Within the UK, Bell also shared her research insights annually with media professionals on the project's advisory board, enabling engagement with key ideas developed in the course of the project, as well as interaction between media professionals, historians and other scholars. This informed and encouraged reflection amongst media professionals present, evidenced by the printed comments of one panel member, founder and head of history at the independent TV company Flashback. (Downing, 2011). Three of the advisory panel members the producers and founders of media companies Flashback TV, Testimony Films and Wall to Wall — representing Military and Archive, Oral History and `Reality' and Genealogy programme types — also organised and/or led panels at the Televising History 2009 conference and identified how their various levels of involvement in the project impacted upon their practice, informing their wider concepts of the representation of the past on television, encouraging them to consider the nature of presenter-led television, and the contrasting concept of `ordinary history' from beyond the professional's perspective (Televising History Conference 2009 report).

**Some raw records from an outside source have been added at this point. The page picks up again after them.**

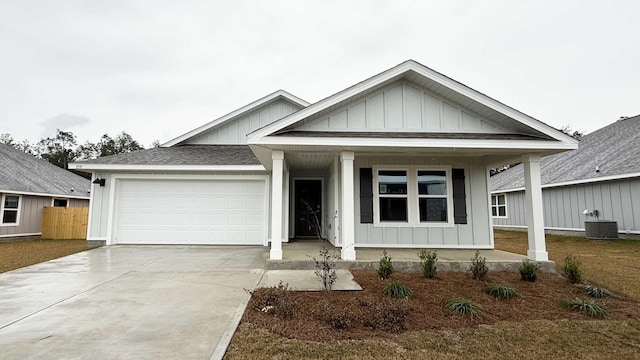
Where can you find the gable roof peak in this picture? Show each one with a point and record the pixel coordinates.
(424, 76)
(278, 94)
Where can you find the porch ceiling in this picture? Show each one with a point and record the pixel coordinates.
(314, 157)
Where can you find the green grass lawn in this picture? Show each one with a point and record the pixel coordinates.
(14, 255)
(611, 264)
(614, 264)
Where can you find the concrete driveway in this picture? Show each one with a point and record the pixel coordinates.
(128, 302)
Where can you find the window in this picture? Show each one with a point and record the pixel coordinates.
(499, 205)
(392, 187)
(10, 209)
(60, 203)
(432, 194)
(413, 196)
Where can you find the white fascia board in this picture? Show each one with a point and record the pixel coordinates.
(138, 167)
(575, 182)
(428, 73)
(65, 196)
(236, 113)
(404, 143)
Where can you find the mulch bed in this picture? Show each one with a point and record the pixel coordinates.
(540, 300)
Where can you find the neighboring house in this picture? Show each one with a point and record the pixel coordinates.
(28, 184)
(398, 160)
(603, 174)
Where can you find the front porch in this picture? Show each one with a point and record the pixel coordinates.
(297, 256)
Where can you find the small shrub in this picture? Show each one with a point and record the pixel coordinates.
(428, 262)
(463, 307)
(571, 269)
(274, 300)
(326, 268)
(596, 292)
(528, 271)
(501, 292)
(479, 267)
(388, 315)
(396, 289)
(589, 307)
(385, 268)
(336, 317)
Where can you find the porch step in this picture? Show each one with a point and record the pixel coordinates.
(409, 265)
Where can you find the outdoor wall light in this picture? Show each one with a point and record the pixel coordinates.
(99, 180)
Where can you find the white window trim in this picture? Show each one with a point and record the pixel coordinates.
(17, 223)
(497, 206)
(413, 198)
(54, 199)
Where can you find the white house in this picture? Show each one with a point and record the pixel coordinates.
(398, 160)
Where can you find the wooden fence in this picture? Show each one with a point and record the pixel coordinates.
(65, 223)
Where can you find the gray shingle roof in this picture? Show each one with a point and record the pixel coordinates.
(183, 155)
(614, 149)
(21, 172)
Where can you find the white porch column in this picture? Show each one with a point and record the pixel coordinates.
(276, 205)
(347, 211)
(533, 208)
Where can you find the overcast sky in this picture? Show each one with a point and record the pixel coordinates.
(157, 69)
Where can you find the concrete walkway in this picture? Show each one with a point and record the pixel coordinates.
(128, 302)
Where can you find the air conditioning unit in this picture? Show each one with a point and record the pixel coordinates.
(601, 229)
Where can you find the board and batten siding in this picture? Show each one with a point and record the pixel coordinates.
(99, 213)
(235, 132)
(475, 234)
(617, 200)
(402, 107)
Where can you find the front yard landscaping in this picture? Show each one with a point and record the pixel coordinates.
(14, 255)
(369, 325)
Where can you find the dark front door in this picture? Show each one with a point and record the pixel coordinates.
(308, 212)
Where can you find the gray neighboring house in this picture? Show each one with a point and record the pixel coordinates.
(603, 174)
(27, 185)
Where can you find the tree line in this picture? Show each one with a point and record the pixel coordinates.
(63, 148)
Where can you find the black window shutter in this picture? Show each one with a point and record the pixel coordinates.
(366, 196)
(459, 197)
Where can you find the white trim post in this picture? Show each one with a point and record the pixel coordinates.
(534, 208)
(347, 212)
(277, 172)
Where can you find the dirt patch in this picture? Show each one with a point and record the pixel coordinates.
(14, 255)
(539, 301)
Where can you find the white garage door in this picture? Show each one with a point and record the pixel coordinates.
(216, 212)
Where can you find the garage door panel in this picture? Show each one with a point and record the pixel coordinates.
(190, 212)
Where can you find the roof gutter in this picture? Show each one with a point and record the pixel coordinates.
(66, 196)
(575, 182)
(140, 167)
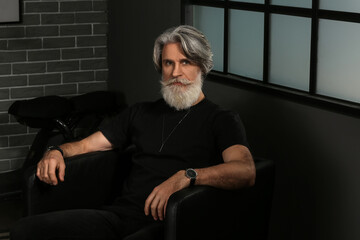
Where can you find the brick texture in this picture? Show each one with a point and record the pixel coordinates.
(58, 48)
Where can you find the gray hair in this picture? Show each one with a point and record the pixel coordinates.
(194, 44)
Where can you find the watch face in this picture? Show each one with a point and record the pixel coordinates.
(191, 173)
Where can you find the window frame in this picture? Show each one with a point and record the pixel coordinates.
(315, 14)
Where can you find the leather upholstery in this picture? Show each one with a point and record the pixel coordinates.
(198, 212)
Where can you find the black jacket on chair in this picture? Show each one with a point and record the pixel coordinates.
(198, 212)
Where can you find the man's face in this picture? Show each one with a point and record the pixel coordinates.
(181, 78)
(176, 65)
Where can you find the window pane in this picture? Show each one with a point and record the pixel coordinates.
(250, 1)
(290, 51)
(210, 21)
(246, 43)
(297, 3)
(338, 60)
(343, 5)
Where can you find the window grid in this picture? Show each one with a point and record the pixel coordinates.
(267, 8)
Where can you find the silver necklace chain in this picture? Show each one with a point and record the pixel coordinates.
(163, 141)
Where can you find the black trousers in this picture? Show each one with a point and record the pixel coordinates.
(78, 224)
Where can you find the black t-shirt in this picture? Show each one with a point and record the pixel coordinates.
(192, 138)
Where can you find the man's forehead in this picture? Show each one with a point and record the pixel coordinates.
(171, 50)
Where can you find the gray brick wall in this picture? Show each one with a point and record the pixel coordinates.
(58, 48)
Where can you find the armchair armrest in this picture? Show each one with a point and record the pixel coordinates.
(90, 181)
(203, 212)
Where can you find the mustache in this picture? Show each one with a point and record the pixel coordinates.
(176, 80)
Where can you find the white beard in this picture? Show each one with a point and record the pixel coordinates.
(181, 97)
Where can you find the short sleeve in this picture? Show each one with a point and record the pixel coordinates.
(229, 130)
(116, 129)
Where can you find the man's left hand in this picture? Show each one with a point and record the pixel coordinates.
(156, 202)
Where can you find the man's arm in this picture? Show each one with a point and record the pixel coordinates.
(238, 170)
(53, 161)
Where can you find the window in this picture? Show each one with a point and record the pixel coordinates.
(308, 49)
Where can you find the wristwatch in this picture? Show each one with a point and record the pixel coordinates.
(55, 148)
(191, 174)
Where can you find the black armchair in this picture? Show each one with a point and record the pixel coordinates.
(199, 212)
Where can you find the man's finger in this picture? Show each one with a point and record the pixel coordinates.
(52, 173)
(154, 207)
(148, 203)
(62, 172)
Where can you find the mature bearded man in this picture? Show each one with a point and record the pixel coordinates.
(181, 140)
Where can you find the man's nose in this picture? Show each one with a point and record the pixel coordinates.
(177, 71)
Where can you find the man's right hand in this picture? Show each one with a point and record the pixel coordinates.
(51, 163)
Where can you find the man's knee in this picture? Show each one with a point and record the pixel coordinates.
(24, 229)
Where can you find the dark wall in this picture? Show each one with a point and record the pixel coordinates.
(317, 152)
(134, 26)
(58, 48)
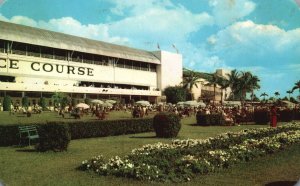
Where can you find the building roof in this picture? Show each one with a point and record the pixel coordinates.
(35, 36)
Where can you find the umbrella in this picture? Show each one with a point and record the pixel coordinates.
(143, 103)
(106, 104)
(191, 103)
(97, 101)
(82, 105)
(201, 104)
(111, 101)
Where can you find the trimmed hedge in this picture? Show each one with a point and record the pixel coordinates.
(91, 129)
(166, 125)
(261, 117)
(84, 129)
(53, 136)
(286, 115)
(210, 119)
(6, 103)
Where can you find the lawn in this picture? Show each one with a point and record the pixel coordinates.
(24, 166)
(6, 118)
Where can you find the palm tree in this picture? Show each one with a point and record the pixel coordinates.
(264, 95)
(224, 84)
(247, 83)
(297, 86)
(189, 81)
(233, 78)
(289, 92)
(214, 81)
(277, 94)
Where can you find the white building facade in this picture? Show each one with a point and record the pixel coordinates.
(36, 63)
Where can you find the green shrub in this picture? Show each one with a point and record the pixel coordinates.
(9, 135)
(166, 125)
(286, 115)
(261, 117)
(210, 119)
(43, 103)
(175, 94)
(87, 101)
(53, 136)
(6, 103)
(25, 102)
(91, 129)
(85, 129)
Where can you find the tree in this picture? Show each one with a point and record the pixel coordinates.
(224, 84)
(289, 92)
(175, 94)
(277, 94)
(264, 95)
(297, 86)
(25, 102)
(189, 81)
(233, 78)
(214, 81)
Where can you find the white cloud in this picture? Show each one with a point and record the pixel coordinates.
(71, 26)
(226, 12)
(257, 37)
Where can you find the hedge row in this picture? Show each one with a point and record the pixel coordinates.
(9, 134)
(211, 119)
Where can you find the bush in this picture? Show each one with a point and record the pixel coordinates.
(53, 136)
(6, 103)
(210, 119)
(286, 115)
(91, 129)
(261, 117)
(25, 102)
(166, 125)
(175, 94)
(43, 103)
(9, 135)
(84, 129)
(87, 101)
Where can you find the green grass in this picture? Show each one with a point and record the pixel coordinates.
(24, 166)
(6, 118)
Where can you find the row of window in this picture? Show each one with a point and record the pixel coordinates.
(60, 54)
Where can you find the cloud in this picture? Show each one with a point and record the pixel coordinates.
(257, 42)
(226, 12)
(71, 26)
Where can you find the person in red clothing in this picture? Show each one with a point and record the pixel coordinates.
(273, 116)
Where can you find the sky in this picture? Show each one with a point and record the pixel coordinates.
(260, 36)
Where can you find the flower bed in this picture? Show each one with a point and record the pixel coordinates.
(183, 159)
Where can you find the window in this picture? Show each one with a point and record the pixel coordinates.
(19, 48)
(47, 52)
(60, 54)
(2, 46)
(33, 50)
(152, 67)
(77, 57)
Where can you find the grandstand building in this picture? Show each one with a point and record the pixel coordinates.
(36, 63)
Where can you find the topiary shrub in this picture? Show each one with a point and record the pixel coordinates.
(53, 136)
(25, 102)
(166, 125)
(43, 103)
(261, 117)
(6, 103)
(210, 119)
(286, 115)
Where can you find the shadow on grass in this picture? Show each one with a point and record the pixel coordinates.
(142, 137)
(281, 183)
(26, 150)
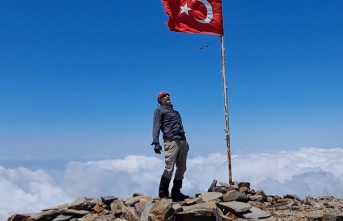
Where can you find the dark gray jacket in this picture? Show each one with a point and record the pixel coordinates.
(169, 121)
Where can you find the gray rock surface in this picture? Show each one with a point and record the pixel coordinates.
(220, 203)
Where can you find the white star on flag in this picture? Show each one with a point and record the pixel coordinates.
(185, 9)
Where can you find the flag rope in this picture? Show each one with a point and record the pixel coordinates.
(226, 110)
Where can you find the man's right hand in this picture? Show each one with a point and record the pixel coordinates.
(158, 149)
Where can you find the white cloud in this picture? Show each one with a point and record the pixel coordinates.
(307, 171)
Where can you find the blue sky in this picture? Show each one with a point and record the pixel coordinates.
(79, 80)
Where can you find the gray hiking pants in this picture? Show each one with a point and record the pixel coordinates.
(175, 154)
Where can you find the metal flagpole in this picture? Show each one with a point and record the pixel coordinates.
(226, 110)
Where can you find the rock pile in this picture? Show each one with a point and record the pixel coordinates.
(220, 203)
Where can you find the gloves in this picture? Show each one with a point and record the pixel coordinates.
(158, 149)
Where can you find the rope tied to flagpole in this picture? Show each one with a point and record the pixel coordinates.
(206, 46)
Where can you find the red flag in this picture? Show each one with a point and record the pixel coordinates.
(195, 16)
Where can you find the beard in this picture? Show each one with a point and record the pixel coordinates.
(167, 103)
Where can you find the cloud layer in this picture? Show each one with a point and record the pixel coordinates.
(307, 171)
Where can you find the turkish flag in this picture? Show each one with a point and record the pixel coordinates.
(195, 16)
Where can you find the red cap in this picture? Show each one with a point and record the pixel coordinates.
(160, 95)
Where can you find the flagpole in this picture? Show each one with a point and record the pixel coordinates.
(226, 110)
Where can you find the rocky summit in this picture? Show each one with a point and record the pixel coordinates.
(220, 203)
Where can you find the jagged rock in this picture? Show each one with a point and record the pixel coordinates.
(18, 217)
(108, 199)
(209, 196)
(145, 213)
(333, 217)
(234, 195)
(199, 212)
(221, 203)
(49, 215)
(237, 207)
(75, 212)
(62, 218)
(162, 211)
(255, 213)
(192, 201)
(80, 204)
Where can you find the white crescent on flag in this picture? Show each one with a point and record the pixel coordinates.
(209, 9)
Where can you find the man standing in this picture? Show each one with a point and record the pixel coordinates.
(168, 120)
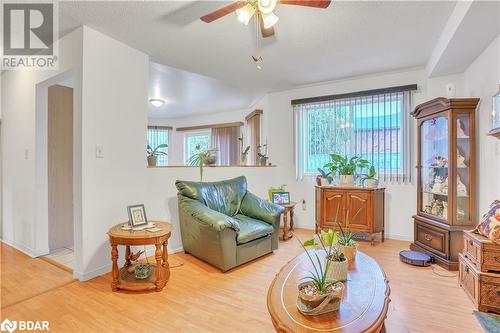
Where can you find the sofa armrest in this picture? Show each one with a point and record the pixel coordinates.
(207, 216)
(260, 209)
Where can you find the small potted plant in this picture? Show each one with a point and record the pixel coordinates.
(201, 158)
(325, 178)
(369, 179)
(154, 153)
(336, 264)
(262, 153)
(319, 294)
(345, 167)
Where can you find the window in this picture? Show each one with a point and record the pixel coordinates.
(158, 135)
(374, 126)
(195, 140)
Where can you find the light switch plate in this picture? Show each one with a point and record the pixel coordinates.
(99, 151)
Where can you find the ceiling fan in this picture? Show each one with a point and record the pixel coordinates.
(246, 9)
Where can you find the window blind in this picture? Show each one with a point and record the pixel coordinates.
(374, 126)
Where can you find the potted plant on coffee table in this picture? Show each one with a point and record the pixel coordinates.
(154, 153)
(346, 167)
(318, 294)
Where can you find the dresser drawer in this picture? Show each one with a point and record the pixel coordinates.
(432, 238)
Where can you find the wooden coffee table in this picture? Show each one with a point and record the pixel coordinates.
(122, 279)
(363, 308)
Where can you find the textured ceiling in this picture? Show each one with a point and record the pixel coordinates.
(311, 45)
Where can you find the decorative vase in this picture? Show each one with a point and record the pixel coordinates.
(152, 160)
(371, 183)
(346, 180)
(337, 270)
(349, 251)
(318, 304)
(324, 182)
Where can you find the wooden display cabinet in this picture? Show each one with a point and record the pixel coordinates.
(446, 177)
(357, 209)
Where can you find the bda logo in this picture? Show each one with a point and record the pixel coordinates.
(8, 325)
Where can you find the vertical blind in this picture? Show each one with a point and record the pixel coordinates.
(375, 127)
(158, 135)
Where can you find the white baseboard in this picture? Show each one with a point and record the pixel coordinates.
(107, 268)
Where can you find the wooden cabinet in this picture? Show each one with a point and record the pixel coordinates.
(446, 177)
(355, 208)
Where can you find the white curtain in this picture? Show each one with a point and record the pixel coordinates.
(225, 140)
(374, 127)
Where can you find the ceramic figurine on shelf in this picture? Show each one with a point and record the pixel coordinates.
(461, 188)
(460, 160)
(438, 185)
(460, 132)
(440, 162)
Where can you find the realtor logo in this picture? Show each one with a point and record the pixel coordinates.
(8, 325)
(29, 36)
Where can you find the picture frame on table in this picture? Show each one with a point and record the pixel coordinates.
(281, 198)
(137, 215)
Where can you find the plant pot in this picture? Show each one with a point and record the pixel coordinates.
(371, 183)
(324, 182)
(152, 160)
(346, 180)
(337, 270)
(319, 304)
(349, 251)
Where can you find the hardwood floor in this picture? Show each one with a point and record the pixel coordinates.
(199, 298)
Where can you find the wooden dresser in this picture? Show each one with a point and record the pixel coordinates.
(357, 209)
(479, 271)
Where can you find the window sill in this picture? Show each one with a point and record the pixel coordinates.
(211, 166)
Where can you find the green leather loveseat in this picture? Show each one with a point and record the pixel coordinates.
(224, 224)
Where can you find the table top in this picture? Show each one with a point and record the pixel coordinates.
(363, 308)
(117, 231)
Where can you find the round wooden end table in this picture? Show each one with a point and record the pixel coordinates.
(363, 308)
(122, 278)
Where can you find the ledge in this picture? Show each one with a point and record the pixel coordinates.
(211, 166)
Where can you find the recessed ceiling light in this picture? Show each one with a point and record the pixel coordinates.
(156, 102)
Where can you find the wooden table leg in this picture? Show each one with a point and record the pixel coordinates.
(115, 271)
(159, 267)
(127, 255)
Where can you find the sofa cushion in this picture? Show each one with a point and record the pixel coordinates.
(251, 229)
(224, 196)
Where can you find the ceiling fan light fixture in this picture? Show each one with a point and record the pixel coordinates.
(245, 13)
(156, 102)
(266, 6)
(269, 20)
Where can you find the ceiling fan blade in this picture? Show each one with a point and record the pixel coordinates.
(222, 12)
(265, 32)
(308, 3)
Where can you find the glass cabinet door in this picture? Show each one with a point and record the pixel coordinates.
(463, 143)
(434, 157)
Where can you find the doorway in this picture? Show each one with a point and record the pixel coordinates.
(60, 175)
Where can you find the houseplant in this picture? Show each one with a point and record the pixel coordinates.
(201, 158)
(325, 178)
(345, 167)
(369, 179)
(154, 153)
(262, 154)
(319, 294)
(336, 264)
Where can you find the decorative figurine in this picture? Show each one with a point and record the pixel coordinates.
(461, 188)
(460, 160)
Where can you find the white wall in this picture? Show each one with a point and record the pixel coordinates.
(482, 79)
(19, 150)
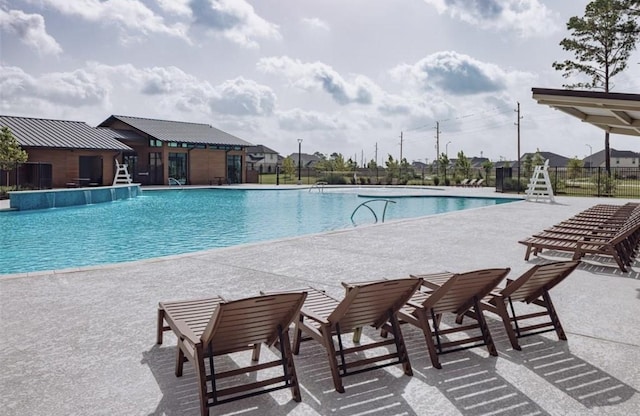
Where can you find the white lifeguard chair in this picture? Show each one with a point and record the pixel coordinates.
(122, 174)
(540, 184)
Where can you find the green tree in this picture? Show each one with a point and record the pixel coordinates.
(528, 165)
(601, 43)
(487, 166)
(463, 165)
(289, 166)
(11, 154)
(393, 167)
(574, 167)
(323, 163)
(538, 160)
(337, 162)
(443, 162)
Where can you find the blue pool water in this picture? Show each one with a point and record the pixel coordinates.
(160, 223)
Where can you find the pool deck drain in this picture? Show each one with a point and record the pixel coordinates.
(83, 342)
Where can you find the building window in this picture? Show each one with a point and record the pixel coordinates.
(178, 167)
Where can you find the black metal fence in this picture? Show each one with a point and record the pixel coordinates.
(623, 182)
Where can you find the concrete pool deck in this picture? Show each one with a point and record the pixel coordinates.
(83, 342)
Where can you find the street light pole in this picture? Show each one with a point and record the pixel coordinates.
(299, 161)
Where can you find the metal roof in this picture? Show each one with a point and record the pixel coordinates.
(37, 132)
(178, 131)
(617, 113)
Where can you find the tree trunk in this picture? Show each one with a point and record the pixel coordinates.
(607, 154)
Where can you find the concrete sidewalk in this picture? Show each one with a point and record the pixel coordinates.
(83, 342)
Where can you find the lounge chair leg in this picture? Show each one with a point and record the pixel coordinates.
(484, 328)
(255, 356)
(506, 321)
(333, 361)
(423, 319)
(179, 359)
(160, 326)
(403, 355)
(554, 316)
(202, 379)
(290, 368)
(297, 336)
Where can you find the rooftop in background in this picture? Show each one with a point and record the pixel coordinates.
(617, 113)
(175, 131)
(38, 132)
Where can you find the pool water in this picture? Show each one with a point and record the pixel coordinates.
(160, 223)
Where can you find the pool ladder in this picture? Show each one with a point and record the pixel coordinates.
(366, 205)
(319, 186)
(174, 181)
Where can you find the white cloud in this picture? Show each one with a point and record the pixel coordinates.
(316, 75)
(167, 87)
(243, 97)
(131, 15)
(315, 23)
(235, 20)
(299, 120)
(176, 7)
(76, 88)
(30, 29)
(453, 73)
(526, 17)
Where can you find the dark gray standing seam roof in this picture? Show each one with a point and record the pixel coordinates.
(178, 131)
(37, 132)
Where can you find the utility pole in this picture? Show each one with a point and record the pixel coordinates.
(376, 154)
(518, 124)
(400, 161)
(437, 147)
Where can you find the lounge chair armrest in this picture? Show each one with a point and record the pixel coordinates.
(312, 315)
(186, 332)
(414, 304)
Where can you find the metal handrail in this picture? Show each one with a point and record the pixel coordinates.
(175, 182)
(319, 186)
(366, 205)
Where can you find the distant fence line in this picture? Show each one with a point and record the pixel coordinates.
(623, 182)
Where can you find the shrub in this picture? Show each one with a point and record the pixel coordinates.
(335, 179)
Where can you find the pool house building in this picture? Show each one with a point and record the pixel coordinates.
(157, 152)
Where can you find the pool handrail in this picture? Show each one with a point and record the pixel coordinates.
(365, 204)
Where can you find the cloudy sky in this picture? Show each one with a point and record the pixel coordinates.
(346, 76)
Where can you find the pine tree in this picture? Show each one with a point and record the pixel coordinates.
(601, 42)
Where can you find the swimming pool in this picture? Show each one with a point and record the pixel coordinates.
(168, 222)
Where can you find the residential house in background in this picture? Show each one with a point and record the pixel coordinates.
(190, 153)
(262, 159)
(63, 153)
(306, 160)
(619, 159)
(555, 160)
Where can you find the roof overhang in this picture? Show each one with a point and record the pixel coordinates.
(617, 113)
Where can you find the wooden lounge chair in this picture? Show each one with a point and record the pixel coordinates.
(455, 293)
(533, 288)
(324, 318)
(621, 245)
(212, 327)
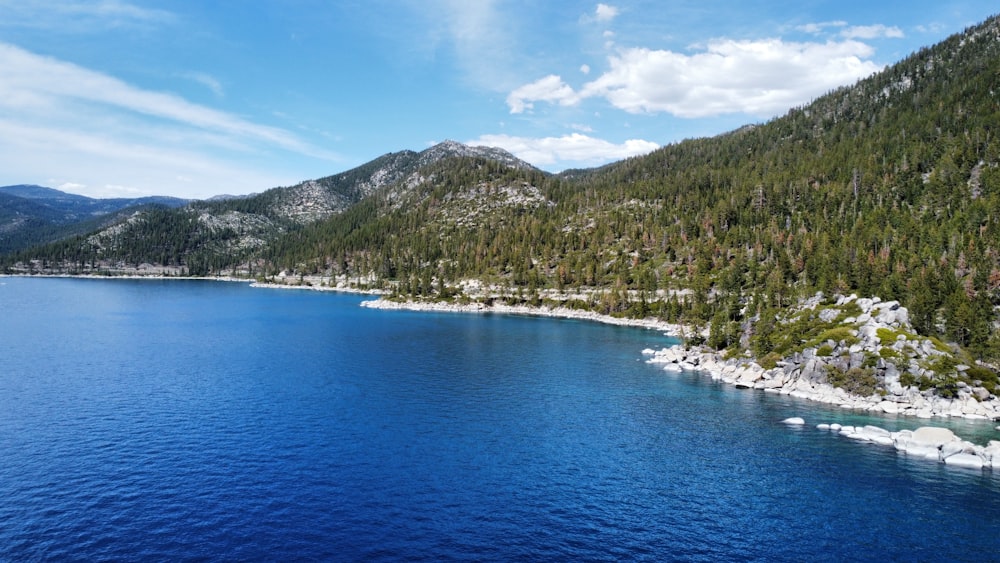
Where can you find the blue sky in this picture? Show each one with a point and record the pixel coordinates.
(123, 98)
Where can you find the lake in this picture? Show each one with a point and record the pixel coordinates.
(193, 420)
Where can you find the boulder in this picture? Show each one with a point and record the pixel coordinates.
(932, 436)
(865, 304)
(971, 461)
(828, 315)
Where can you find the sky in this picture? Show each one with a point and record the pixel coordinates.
(195, 98)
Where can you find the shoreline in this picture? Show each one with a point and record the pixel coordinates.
(671, 330)
(339, 288)
(743, 373)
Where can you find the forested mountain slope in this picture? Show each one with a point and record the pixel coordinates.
(31, 215)
(890, 187)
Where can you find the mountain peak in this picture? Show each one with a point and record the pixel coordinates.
(451, 149)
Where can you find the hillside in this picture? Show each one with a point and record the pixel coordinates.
(32, 215)
(890, 187)
(208, 237)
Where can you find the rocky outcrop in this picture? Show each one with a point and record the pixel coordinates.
(875, 351)
(928, 442)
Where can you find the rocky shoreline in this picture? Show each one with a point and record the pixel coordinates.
(927, 442)
(543, 311)
(878, 344)
(788, 380)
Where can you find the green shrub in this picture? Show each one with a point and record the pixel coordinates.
(843, 334)
(907, 379)
(857, 381)
(870, 361)
(888, 353)
(769, 361)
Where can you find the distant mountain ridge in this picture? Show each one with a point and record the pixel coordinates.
(889, 187)
(31, 214)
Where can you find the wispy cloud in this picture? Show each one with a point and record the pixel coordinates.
(80, 16)
(872, 32)
(760, 78)
(548, 89)
(571, 150)
(604, 12)
(206, 80)
(32, 80)
(102, 131)
(819, 27)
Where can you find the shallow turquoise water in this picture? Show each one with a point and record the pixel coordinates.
(206, 420)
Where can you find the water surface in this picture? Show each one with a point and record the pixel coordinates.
(184, 420)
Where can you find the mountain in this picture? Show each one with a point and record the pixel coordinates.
(889, 187)
(205, 236)
(31, 215)
(77, 206)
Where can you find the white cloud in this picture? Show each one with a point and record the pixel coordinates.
(72, 187)
(818, 27)
(80, 16)
(569, 150)
(604, 12)
(207, 81)
(761, 78)
(872, 32)
(548, 89)
(32, 80)
(93, 129)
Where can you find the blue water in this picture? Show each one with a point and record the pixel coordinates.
(180, 420)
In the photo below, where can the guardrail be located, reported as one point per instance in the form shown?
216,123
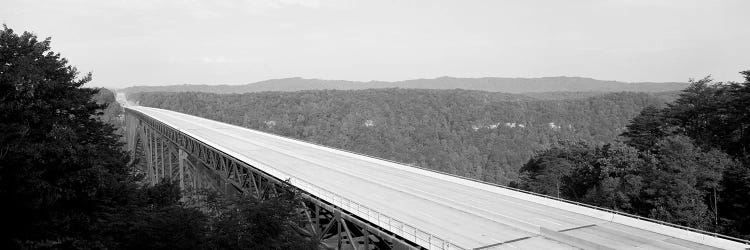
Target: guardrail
706,233
420,237
413,234
406,231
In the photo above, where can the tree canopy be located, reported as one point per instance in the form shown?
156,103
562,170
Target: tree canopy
65,182
685,163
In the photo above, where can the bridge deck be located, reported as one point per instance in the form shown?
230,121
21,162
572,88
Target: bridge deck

The project's value has been acknowledged by film makers who have described its impact on their thoughts and work. The CEO of Flashback TV noted that project meetings were essential, `to create a space in the schedule ... to think more broadly about where Television History has come from and where it is going' (e-mail 2013) whilst the head of Testimony Films called the resulting book, `the best analysis of history programme making in Britain that has ever been produced ... I have recommended it to friends and colleagues' and reported of the seminars, `[I] feel I learned something about the broader context of history programme making from them' (e-mail 2013). Another independent film-maker wrote of the project's work, `I and a friend — who runs the [media] company "Available Light" — are currently debating with each other this very subject and I have just passed on to him your book' and, `[the research] has had some influence on my current project, "The Dragon and the Eagle" an enhanced e-book or app on Welsh emigration to America' (e-mail 2013). Bell has been invited by to speak to the staff of Wall to Wall, the production company for Who do you think you are?, a hugely successful series. The CEO of the company, believes the insights of the project's research, particularly Bell's work on changes in programme content and format as detailed above, reveal why presentational changes, unnoticed at first, have occurred. He believes that examining these is of significance to his work in originating and producing history series more broadly. Thus the project's impact continues in the future.